Your benchmark also stresses the memory bus (minimum 800MB transferred; on OSs that zero memory just before they give it to you, the worst case is 800MB * 7 transfers). Adding more cores isn't really going to help if the bottleneck is the memory bus.
You have 3 threads that are trampling all over the same memory. The cache lines are being read and written to by different threads, so will be ping-ponging between the L1 caches on the two CPU cores. (A cache line that is to be written to can only be in one L1 cache, and that must be the L1 cache that is attached to the CPU code that's doing the write). This is not very efficient. The CPU cores are probably spending most of their time waiting for the cache line to be transferred, which is why this is slower with threads than if you single-threaded it.

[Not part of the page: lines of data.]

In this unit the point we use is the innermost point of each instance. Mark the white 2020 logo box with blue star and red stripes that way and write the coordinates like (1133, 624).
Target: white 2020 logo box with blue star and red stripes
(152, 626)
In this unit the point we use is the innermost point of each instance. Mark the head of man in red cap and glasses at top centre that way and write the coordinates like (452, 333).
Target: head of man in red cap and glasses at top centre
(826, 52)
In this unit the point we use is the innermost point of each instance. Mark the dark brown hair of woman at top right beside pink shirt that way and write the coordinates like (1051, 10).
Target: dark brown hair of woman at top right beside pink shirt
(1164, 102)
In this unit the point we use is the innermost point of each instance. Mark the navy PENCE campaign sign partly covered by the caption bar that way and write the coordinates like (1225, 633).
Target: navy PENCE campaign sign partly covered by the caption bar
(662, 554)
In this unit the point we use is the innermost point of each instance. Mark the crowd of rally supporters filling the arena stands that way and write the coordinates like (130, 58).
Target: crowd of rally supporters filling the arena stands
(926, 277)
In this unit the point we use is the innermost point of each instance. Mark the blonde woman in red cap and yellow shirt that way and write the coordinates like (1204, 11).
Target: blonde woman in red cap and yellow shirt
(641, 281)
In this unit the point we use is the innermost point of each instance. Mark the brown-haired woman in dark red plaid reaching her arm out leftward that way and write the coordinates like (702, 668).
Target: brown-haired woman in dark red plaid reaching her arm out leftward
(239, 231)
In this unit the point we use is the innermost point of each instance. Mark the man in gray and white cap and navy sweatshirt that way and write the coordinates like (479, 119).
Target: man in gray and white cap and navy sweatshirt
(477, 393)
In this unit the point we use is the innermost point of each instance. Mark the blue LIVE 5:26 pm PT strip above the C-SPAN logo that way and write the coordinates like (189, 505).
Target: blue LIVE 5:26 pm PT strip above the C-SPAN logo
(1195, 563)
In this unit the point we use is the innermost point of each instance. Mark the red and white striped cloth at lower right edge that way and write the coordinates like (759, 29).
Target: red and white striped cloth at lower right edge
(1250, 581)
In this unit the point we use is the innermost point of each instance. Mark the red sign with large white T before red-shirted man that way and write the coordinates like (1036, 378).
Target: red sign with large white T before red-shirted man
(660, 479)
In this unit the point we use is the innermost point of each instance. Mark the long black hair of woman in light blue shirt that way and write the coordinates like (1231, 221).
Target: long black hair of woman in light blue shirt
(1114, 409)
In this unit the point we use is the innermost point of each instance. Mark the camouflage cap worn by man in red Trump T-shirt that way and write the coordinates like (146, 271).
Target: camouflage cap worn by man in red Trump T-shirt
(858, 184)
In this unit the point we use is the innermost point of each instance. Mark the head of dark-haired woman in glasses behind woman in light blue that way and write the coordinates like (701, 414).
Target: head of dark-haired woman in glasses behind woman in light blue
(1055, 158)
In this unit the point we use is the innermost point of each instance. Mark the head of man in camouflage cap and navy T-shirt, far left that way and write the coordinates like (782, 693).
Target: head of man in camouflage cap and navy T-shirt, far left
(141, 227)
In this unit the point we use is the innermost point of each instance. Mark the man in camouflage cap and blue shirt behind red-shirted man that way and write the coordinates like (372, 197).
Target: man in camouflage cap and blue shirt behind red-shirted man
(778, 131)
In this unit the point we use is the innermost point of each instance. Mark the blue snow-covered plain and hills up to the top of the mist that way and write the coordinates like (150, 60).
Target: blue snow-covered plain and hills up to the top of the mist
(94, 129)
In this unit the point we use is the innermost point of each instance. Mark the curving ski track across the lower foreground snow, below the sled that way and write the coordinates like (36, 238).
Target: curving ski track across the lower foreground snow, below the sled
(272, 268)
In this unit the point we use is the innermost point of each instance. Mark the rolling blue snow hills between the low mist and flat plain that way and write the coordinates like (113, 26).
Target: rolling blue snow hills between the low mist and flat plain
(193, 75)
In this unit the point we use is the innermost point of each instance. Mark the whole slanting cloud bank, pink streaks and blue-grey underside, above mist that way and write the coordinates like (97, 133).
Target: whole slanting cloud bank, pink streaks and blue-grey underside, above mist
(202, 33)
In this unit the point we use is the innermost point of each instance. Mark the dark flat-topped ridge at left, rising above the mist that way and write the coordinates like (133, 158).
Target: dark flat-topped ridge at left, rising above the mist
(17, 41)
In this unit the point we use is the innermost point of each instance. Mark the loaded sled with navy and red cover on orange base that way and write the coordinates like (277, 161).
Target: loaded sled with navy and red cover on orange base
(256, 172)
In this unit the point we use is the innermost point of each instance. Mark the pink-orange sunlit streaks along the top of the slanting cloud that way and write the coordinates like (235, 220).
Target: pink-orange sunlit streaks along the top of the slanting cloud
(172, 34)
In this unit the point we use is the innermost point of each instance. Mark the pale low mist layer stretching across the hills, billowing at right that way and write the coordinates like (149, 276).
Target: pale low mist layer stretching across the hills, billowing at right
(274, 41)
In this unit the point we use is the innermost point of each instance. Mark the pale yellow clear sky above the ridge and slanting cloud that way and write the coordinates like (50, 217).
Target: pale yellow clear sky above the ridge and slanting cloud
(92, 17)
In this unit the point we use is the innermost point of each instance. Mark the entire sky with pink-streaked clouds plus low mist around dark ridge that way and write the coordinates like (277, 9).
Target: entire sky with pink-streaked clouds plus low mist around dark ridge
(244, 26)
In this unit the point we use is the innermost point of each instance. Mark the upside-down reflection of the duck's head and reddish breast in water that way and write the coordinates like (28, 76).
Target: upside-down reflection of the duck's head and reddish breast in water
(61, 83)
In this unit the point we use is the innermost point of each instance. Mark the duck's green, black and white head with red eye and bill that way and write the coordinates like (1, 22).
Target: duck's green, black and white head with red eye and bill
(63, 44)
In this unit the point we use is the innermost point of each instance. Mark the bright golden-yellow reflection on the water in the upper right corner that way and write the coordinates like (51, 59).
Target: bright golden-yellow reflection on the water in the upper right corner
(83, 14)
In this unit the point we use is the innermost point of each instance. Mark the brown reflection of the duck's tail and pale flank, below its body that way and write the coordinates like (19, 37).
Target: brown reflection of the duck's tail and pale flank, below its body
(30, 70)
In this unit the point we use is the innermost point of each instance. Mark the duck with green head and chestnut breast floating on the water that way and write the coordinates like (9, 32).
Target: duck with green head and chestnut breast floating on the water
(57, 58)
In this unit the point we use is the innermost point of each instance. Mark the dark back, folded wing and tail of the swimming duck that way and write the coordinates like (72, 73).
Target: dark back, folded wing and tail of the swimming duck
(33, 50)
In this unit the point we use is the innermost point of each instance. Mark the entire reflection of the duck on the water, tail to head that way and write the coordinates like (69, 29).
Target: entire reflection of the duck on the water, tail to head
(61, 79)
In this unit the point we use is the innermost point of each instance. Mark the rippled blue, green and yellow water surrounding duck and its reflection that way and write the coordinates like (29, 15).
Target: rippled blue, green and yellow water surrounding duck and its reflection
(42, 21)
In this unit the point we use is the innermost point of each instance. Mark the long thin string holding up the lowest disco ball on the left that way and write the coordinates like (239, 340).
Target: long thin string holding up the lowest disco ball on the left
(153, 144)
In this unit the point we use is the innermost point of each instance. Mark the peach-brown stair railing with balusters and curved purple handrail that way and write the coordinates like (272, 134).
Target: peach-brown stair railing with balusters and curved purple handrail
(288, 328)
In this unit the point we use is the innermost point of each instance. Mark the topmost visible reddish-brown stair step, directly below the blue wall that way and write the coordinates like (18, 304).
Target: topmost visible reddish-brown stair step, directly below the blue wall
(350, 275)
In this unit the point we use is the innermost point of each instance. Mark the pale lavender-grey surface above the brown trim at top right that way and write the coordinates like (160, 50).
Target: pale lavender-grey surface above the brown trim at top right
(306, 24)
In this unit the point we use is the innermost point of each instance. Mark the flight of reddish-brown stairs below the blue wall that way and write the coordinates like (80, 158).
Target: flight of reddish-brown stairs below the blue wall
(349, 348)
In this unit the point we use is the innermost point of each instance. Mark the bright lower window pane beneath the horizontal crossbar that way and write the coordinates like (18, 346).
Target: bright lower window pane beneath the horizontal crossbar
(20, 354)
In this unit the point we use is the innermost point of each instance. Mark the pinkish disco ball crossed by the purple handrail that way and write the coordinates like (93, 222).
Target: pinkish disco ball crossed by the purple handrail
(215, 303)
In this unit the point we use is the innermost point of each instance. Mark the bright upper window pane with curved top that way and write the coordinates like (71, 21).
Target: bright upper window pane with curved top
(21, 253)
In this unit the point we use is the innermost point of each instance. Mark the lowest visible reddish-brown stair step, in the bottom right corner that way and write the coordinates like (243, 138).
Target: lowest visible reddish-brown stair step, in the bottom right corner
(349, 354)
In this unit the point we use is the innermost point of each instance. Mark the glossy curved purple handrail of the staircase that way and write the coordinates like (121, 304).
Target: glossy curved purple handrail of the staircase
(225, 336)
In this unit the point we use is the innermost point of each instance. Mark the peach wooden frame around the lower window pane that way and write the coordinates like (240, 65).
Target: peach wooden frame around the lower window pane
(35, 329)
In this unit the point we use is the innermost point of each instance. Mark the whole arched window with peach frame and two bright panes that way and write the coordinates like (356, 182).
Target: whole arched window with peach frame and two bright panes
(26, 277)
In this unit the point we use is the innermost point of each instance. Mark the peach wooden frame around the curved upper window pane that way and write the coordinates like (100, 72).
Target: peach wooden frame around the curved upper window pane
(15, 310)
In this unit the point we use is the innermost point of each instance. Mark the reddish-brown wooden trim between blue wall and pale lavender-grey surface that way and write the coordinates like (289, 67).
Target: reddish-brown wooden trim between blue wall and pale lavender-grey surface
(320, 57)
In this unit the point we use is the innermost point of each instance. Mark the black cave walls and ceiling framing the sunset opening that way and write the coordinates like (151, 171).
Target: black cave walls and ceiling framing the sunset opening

Incidentally, the code is also buggy because the same array is read & written from different CPUs without locking. Proper locking would have an effect on performance.
Threads take you to the promised land of speed boosts(TM) when you have a proper vector implementation. Which means that you need to have:
a proper parallelization of your algorithm
a compiler that knows and can spread your algorithm out on the hardware as a parallel procedure
hardware support for parallelization
It is difficult to come up with the first. You need to be able to have redundancy and make sure that it's not eating in your performance, proper merging of data for processing the next batch of data and so on ...
But this is then only a theoretical standpoint.
Running multiple threads doesn't give you much when you have only one processor and a bad algorithm. Remember -- there is only one processor, so your threads have to wait for a time slice and essentially you are doing sequential processing.